Should an blank string be html_safe?

Just trying to implement a simple helper over the past few days had me
really confused.

messages = ''
messages << content_tag(:p, 'dave')
#=> &lt;p&gt;dave&lt;\p%;gt;

Eventually I realised the original empty string was not html_safe

message = ''.html_safe
message << content_tag(:p, 'dave')
#=> <p>dave</p>

Is this intentional behavour?

I see how you got confused, but this is intentional. All strings are originally not html_safe since there’s no way of telling if they came from the author or user input. I don’t agree that Rails should special-case this behavior (blank strings not html_safe) since I don’t really think the way you’re building content here should be encouraged. Depending on your helper as whole, there must be better ways.

Also, what about if you’re appending user input instead of just content tags:

query = “”

query << params[:query]

query << content_tag(…)

If blank strings were safe to begin with, and users grew accustomed to the fact, doing this would suddenly be exposing yourself to XSS via GET/POST params.

Remember you can use raw for output unsafe strings without being escaped

From your example

query = “”.html_safe

query << params[:query] # This WOULD be escaped. The << operator is overwritten to recognize whether what is being appended is html_safe and escape it if it isn’t to maintain an html_safe string

query << content_tag(…)

query # Is still html_safe

Ah, then my example was totally mistaken. Thank you. However, I still stand behind consistency, and not special-casing a practice that I don’t find optimal for widespread use.

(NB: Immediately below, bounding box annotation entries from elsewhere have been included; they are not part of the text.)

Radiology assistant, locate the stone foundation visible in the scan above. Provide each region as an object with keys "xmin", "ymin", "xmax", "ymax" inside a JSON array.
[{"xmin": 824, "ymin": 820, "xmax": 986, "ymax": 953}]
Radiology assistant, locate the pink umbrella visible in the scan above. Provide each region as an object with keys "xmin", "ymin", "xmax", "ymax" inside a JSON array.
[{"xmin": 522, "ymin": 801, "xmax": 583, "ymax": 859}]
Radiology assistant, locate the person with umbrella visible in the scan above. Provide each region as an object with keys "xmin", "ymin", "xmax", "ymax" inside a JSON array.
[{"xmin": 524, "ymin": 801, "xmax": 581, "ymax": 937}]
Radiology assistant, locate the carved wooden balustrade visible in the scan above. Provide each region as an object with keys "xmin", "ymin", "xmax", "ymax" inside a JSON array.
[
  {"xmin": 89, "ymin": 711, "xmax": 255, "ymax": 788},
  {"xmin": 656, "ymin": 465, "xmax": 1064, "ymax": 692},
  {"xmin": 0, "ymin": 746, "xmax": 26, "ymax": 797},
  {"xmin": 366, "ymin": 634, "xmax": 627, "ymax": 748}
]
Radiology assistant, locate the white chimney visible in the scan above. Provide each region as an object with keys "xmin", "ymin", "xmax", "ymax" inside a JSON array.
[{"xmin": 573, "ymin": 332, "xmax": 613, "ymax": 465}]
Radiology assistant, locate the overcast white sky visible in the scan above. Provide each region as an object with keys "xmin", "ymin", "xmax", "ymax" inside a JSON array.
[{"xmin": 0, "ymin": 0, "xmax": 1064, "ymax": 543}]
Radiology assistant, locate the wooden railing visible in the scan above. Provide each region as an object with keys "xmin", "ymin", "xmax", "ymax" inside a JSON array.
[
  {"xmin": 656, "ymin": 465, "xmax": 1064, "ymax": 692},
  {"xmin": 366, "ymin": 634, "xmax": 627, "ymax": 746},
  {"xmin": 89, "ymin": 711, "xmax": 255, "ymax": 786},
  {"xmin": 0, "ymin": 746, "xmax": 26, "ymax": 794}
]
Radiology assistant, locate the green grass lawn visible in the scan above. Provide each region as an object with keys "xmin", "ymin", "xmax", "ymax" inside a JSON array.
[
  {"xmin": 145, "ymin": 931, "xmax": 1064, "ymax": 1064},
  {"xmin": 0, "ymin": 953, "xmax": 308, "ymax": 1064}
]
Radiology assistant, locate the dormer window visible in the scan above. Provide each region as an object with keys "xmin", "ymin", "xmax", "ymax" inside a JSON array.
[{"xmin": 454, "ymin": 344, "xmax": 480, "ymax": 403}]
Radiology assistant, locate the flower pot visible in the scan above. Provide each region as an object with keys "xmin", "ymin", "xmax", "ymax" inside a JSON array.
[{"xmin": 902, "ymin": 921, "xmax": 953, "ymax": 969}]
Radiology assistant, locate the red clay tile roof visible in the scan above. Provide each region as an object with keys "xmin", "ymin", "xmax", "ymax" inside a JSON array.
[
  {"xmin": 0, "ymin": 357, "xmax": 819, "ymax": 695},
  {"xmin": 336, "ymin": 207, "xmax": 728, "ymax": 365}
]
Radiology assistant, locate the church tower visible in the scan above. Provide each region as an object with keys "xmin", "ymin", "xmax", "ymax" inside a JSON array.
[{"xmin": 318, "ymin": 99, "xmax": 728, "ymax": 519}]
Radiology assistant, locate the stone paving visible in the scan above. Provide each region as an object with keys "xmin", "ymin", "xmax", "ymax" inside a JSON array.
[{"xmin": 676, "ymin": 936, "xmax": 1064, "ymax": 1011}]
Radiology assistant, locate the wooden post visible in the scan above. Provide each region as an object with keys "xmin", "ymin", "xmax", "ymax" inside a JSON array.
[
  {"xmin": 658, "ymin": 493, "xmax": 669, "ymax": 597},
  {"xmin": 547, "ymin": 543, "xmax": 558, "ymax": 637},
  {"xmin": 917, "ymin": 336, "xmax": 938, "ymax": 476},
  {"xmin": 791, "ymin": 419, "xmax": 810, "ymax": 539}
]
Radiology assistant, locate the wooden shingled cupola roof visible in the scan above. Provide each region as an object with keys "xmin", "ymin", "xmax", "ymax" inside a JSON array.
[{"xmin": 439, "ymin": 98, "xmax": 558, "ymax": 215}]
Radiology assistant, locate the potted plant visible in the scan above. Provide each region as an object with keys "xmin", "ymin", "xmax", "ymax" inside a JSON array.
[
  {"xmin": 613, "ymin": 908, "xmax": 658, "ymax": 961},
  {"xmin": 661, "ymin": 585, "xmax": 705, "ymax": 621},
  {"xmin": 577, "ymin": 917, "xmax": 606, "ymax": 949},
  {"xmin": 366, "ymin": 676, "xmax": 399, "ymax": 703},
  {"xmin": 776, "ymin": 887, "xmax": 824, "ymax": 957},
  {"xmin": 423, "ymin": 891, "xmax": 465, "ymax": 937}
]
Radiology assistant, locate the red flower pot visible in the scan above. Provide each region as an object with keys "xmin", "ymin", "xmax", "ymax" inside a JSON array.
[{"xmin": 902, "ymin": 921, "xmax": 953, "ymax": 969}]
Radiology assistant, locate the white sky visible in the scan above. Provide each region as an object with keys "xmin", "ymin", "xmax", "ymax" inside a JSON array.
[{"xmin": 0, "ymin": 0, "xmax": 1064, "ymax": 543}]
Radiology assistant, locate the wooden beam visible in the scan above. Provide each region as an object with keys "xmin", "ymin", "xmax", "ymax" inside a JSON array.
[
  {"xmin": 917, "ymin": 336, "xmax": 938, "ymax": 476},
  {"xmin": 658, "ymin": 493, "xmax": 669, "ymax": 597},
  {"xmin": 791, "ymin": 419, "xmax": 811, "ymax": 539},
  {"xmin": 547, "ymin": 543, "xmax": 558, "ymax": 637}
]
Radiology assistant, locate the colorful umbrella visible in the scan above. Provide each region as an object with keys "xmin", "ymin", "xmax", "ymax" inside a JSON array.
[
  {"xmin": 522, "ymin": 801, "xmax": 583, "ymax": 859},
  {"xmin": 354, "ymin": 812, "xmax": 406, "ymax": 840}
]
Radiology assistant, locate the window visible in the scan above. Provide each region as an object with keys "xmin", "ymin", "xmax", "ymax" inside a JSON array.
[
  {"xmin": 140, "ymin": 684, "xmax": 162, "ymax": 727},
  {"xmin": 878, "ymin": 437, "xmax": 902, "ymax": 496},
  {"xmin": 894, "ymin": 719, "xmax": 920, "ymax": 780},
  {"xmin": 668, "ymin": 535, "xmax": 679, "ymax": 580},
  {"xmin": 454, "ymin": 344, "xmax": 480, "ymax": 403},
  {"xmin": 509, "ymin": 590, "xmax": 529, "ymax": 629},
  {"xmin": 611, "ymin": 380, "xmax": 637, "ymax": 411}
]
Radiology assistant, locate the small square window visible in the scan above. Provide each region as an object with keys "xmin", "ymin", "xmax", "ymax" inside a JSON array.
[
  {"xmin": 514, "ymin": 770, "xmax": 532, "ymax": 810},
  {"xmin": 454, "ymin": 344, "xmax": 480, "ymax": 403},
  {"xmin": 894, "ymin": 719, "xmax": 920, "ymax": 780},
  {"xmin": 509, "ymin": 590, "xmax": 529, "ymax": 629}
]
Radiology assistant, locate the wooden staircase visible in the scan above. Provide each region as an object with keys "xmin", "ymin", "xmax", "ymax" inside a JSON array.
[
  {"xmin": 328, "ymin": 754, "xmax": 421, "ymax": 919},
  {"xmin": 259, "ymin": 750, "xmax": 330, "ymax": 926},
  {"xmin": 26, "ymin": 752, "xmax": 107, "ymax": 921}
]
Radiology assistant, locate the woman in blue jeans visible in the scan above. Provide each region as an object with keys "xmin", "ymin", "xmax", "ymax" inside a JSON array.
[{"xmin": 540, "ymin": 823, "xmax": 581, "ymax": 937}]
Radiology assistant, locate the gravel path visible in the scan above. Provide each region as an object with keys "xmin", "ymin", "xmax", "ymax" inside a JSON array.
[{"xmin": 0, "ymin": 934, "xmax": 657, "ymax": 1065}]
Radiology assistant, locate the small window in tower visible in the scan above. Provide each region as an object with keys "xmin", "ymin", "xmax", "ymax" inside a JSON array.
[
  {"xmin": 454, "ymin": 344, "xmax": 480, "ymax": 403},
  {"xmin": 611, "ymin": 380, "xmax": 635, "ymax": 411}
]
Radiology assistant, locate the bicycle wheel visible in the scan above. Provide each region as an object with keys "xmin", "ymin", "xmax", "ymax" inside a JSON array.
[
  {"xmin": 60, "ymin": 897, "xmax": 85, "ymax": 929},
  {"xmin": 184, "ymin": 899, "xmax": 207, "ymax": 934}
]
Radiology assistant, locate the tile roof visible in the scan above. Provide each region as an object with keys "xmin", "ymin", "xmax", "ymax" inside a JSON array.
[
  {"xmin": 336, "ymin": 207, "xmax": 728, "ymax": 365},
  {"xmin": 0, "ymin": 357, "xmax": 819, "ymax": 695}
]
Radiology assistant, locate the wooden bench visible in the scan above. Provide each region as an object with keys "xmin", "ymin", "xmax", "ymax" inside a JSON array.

Mislav’s example was “” without .html_safe.

There’s really no obvious way to make “” become html_safe without modifying Ruby. What about:

x = “”

y = “#{x}#{safe_string}”

And even in the case of:

x = “”

x << safe_string

We’d have to override every single << in the system (a serious performance problem) to achieve this.

In the end, the rule is simple and consistent. Direct instances of String are always not html_safe. This means that concatenating safe Strings onto a String results in an unsafe String.

Yehuda Katz
Architect | Engine Yard
(ph) 718.877.1325

Thanks for the clarification guys.

RobL